I am with Grandpa D on the fiberglass boats. Mine is a 1976 fiberglass trihull 15.5' and i feel way safe on strawberry, I think the heavier boat is safer than an aluminum,unless it is wide and deep,being heavier is a bit of a pain for putting back on the trailer being that most of my fishing is by myself.before I got this boat, I was looking for an aluminum but now I would not trade my fiberglas. and like grandpa D said, my old boat was cheap.


----------



## Chaser (Sep 28, 2007)

You know, the other thing you could do is get a good sized outboard, and then put a trolling buddy on it. Its a spring loaded aluminum gizmo with a string tied to it that you mount to your outboard just above the prop. When engaged, it baffles the water allowing you to slow to the desired trolling speed. When you are ready to stop trolling and cruise back into the docks, you pull the string, and the water pushes it up out of the way so you can get your boat on plane again. Nifty little things.


----------



## deadicated1 (Mar 17, 2008)

my favorite is a klamath. my friend and i have similar 15' deep v aluminum, fully welded tin cans, as some like to call them. i like the klamath cuz they are fully welded, no rivets that could cause problems later on. mine has a 25 hp merc 4-stroke, and my buddy's is a 40 hp merc 2-stroke. his 40 with 3 people beat mine yesterday with 2 people, but both are adequate for what you need. his does around 25 i think down at lake powell.some people have said stuff about a 8 or 10 horse. if money is an issue, that might be the way to go, but i definitely reccommend going bigger. my boat used to have an eight, but beating a storm back to the boat ramp, or buzzing around the lake to a new fishing spot, you wont be sorry going bigger. good luck!! send me a pm and we could go for a ride one day so you can see if its something you're interested in :wink:


----------



## fishing0422 (Sep 11, 2007)

Hey guys, I really appreciate all the input. I have my eyes on KSL.com and a couple of other sites and I hope to land something soon. I am sure I will have more questions about it in the future but thanks for the help and I will keep yall updated!


----------



## Beaver-50 (Jun 6, 2008)

As someone who has owned both I will stay with Glass a tin tub is just that a tin tub. That said we all have our likes and dislikes. I got my first boat in1963 14' alum it was ok at first but did not last long as I went to a wood boat one year later then went to glass. I now own a 20' Nitro with a 200 merk and love it . you need to try a few with all your gear and people on borde to see if what you see and want is what you need. Good luck and keed your line wet.


----------



## fishing0422 (Sep 11, 2007)

Took the wife out to see this one http://www.ksl.com/index.php?nid=218&ad ... 147&lpid=1.
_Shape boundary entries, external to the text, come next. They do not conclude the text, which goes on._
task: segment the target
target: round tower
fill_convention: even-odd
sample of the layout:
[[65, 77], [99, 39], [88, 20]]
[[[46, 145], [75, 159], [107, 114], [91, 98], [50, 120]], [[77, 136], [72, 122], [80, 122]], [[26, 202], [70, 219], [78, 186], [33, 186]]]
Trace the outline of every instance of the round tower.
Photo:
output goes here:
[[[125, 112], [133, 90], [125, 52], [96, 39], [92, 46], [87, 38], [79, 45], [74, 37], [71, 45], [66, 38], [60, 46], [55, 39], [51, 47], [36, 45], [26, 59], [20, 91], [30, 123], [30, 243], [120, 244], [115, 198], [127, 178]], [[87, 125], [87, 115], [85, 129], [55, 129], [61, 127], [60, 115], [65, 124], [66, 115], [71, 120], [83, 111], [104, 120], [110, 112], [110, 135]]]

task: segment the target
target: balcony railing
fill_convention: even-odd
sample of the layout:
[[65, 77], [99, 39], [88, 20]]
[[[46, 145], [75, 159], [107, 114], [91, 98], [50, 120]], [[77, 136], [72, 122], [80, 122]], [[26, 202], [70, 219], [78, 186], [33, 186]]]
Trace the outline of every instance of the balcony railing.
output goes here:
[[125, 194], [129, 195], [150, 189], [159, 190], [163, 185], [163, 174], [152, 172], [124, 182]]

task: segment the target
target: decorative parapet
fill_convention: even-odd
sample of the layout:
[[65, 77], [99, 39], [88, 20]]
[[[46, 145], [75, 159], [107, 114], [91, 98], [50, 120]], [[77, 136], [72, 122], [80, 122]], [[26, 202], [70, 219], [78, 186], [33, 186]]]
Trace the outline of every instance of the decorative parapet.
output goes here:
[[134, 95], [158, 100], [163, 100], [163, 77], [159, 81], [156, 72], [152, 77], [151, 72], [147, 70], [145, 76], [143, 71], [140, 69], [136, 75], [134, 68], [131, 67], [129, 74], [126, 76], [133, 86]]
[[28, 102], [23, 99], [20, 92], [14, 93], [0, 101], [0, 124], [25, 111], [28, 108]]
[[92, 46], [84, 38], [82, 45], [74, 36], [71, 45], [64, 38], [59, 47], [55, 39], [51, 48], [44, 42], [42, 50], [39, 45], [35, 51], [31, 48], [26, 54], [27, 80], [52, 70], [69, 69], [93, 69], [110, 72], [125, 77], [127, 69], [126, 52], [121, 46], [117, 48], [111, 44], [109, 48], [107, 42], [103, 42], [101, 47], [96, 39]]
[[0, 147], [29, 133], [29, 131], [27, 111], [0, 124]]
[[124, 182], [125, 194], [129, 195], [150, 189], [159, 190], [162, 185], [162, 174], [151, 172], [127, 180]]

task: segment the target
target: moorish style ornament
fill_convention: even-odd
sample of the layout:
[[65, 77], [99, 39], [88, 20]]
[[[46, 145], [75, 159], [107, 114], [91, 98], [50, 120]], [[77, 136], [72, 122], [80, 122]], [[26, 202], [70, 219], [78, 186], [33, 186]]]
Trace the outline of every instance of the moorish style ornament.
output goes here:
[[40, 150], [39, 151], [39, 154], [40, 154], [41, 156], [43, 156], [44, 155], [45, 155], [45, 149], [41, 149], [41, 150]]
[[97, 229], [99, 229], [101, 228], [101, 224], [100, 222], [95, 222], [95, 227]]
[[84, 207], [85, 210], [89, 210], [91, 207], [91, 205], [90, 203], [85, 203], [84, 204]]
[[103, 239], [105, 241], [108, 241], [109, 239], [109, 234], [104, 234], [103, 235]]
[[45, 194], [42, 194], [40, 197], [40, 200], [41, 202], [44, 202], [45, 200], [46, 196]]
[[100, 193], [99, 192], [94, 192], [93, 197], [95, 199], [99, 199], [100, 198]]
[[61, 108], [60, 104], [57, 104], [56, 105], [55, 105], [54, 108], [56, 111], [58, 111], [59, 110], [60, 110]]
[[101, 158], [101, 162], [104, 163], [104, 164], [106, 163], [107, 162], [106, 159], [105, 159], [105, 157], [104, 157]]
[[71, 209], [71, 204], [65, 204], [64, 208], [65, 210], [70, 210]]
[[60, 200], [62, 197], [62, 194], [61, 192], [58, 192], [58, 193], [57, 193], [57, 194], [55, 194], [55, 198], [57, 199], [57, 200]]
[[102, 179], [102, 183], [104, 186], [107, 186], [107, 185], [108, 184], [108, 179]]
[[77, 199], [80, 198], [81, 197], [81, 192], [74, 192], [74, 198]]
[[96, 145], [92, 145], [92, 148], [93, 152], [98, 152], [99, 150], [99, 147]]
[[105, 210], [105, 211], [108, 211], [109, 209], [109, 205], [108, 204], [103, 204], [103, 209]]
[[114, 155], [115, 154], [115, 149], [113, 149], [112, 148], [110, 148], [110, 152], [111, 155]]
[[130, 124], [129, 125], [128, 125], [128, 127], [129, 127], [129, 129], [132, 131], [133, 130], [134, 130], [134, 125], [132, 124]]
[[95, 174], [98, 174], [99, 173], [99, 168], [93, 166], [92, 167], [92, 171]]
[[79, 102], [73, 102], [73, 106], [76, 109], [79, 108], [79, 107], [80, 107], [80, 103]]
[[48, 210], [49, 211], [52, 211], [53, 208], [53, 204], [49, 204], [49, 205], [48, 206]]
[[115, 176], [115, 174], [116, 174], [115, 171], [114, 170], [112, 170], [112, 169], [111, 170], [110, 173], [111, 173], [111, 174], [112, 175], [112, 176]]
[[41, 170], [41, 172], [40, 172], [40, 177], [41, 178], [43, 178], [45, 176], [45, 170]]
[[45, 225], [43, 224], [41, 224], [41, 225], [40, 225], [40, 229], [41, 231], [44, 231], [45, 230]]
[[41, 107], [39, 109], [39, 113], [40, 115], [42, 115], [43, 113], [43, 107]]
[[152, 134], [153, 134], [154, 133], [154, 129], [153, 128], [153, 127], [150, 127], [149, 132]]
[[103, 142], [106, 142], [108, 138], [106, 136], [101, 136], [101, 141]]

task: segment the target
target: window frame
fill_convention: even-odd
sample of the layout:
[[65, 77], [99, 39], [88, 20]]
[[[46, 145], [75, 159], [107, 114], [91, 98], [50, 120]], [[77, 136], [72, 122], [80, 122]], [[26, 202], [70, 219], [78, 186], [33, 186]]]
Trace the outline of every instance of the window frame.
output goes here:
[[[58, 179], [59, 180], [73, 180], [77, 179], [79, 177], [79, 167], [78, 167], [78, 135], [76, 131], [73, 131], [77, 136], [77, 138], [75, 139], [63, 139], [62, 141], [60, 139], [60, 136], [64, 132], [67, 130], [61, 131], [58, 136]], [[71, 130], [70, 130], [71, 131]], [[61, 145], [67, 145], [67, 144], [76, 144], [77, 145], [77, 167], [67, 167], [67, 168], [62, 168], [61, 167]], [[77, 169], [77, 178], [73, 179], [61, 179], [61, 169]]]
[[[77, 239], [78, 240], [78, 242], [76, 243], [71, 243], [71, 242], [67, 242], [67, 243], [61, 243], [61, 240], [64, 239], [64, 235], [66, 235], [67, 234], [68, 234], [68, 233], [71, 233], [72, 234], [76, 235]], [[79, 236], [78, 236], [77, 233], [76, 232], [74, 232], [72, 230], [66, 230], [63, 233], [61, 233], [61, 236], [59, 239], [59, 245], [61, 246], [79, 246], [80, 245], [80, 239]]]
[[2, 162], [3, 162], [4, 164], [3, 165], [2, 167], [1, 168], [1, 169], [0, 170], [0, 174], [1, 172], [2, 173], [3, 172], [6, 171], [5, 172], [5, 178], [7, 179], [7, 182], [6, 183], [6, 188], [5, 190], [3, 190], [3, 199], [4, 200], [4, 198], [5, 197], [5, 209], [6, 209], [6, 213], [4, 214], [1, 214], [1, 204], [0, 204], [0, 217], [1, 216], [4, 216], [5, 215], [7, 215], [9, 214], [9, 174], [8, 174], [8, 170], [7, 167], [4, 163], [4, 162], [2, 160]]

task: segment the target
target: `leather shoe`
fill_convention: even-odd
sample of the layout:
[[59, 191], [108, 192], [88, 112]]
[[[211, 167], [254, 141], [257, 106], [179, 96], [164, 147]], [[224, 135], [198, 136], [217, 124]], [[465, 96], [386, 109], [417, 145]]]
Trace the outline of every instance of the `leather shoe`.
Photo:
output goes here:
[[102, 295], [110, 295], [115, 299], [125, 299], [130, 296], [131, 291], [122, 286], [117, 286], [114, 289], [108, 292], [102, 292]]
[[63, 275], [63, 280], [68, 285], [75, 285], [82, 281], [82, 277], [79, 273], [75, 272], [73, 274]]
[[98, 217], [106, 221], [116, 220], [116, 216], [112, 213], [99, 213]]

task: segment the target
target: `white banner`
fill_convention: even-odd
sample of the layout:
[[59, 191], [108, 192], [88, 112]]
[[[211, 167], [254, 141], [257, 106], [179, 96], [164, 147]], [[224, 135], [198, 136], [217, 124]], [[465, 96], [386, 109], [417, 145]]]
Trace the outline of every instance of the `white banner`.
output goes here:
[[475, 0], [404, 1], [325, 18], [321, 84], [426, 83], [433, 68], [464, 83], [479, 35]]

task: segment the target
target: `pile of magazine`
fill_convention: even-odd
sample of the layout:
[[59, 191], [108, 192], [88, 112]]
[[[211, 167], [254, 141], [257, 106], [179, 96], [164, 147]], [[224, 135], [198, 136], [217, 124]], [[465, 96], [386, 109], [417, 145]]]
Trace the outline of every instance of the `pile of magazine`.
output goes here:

We like it, price is right, the guy was nice and seemed pretty honest about everything. We just don't know if it is a little bit too much boat for us rookies to control and dock. We're headed back to talk to him more tomorrow about it but every aluminum boat I have check out is just as expensive if not more and smaller than this one. Other than its size, everything else checks out.

Thoughts?


----------



## k2muskie (Oct 6, 2007)

fishing0422 said:


> Took the wife out to see this one http://www.ksl.com/index.php?nid=218&ad ... 147&lpid=1.
> 
> We like it, price is right, the guy was nice and seemed pretty honest about everything. We just don't know if it is a little bit too much boat for us rookies to control and dock. We're headed back to talk to him more tomorrow about it but every aluminum boat I have check out is just as expensive if not more and smaller than this one. Other than its size, everything else checks out.
> 
> Thoughts?


Well did you get this one or are you still look'n around? I believe you'll be able to control it with no problems. My recommendation if you haven't already made the purchase plunge is meet the guy at a designated body of water and take a spin. If that isn't possible at least have him hook it up to some water muffs and run it for ya. I'd also take a good look underneath looking for potential areas of leakage. I'm not fond of figerglass...but some wouldn't touch a tin can. So my post may be for naught if you've already made the purchase. :wink:


----------



## rugerdogdog (Nov 18, 2007)

I'm with K2. If at all possible put it on the lake first! With gas prices.....yada yada.... the decent thing would be to offer to pay for gas. Or even better, leave him a deposit or something to make him comfortable with you towing it. Put it on the nearest lake and see if you like it.
I bought my 1st boat last year and didn't put it on the water 1st. 15' trihull, walk through windshield w/ 115 horse Johnson $1200. I LOVE it but long story short...it needed a new battery the 1st time I put it in the lake. It was reliable for 3 trips then started having problems. So now there it sits in the driveway. I don't have the money to fix it. I havent even taken the tarp off of it this year. I'm not trying to scare you off of it but if funds are at all tight then you may consider a smaller, simpler setup. A little 10-15hp outboard could be fixed by any "small engine repair" guy, including me, but a bigger motor needs the knowledge of a boat mechanic and their labor rates are scary.
I will get it fixed someday but had I gone smaller I could be a skipper this year instead of another summer on dry land.


----------



## fishing0422 (Sep 11, 2007)

No purchase has been made as of yet. Not sure what the plan is at this point, still waiting for something inexpensive to come along. Thanks for the comments.


----------